By Katie Isaza
Editor’s note: Katie and Julio Isaza are ECC missionaries serving in Colombia
MEDELLIN, COLOMBIA (March, 2017)—On Saturday, February 18, 2017, more than two dozen people gathered here to begin learning practical ways to be agents of peace and reconciliation in this country that has suffered internal fighting for generations.
In partnership with the Covenant National Youth Organization, young adults, pastors, and missionaries are participating in the certificate course “Agents of Peace and Reconciliation: a Christian Commitment” offered by the Biblical Seminary of Colombia (FUSBC) located in Medellín.
For the past 60 years Colombia has been immersed in a number of armed conflicts with entities ranging from guerrilla to paramilitary groups, to narcotics dealers and criminal gangs. Each group emerged for different reasons, but the result of every conflict has been death, desolation, and much pain for the Colombian society. More than six million people have been internally displaced as a result.
The Colombian government has initiated several peace processes. During the past five years, peace dialogues have taken place with the oldest of the guerrilla groups, and a peace accord was reached in 2016. Dialogues were initiated with another guerrilla group this year.
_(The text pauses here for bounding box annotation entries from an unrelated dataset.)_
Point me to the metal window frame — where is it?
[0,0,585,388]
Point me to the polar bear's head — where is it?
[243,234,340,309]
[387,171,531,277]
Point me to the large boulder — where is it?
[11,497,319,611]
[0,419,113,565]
Participants in the peace course came from large cities such as Bogota and Medellín and small rural towns such as El Bagre, where Julio grew up. He witnessed first-hand the toll of armed conflict, and he says that helping to shepherd this process is a dream come true.
Throughout the year participants will develop local initiatives, based on the particular needs and resources of their context. The fundamental objective is to equip local churches to be agents of peace in their communities, offering safe spaces for both victims and perpetrators to rebuild their lives and experience reconciliation. Ultimately we hope this will promote a national initiative.
John Paul Lederach, a professor at the University of Notre Dame KROC Institute of Peace Studies, states that the cost of attaining sustainable and lasting peace is double what was invested in war. “Looking at it in this way seems a bit daunting and discouraging,” Julio says. “It means that only our grandchildren will be the ones to experience this peace. Still, if we do not begin to invest in peace today, not even our grandchildren will experience it.”
He adds, “It is for this reason—and because we have experienced up close the horrors of armed violence in the Colombian countryside and cities for several decades, as well as our commitment to a gospel of peace and reconciliation—that we are convinced of the necessity to invest ourselves in processes of peace and reconciliation.”
Covenant World Relief funded scholarships for young adults to participate in the course.
Participants learned about the history of violence and conflict in Colombia. Diana, who is from Medellín and works in urban planning and development, shared, “This weekend challenged me to be an agent of transformation and peace, contributing from my own professional context.”
Another participant, Maria Eugenia who is from Bogota, said, “This weekend I learned that we need to be willing to forgive those who have taken up arms and perpetrated violence. This is not easy, but it is the way set before us by Christ.”
The course is made up of five modules and will run through October 2017. Participants will learn about the theological and biblical basis of peace, the role of church in advocacy and speaking out against corruption, and bringing about restorative justice.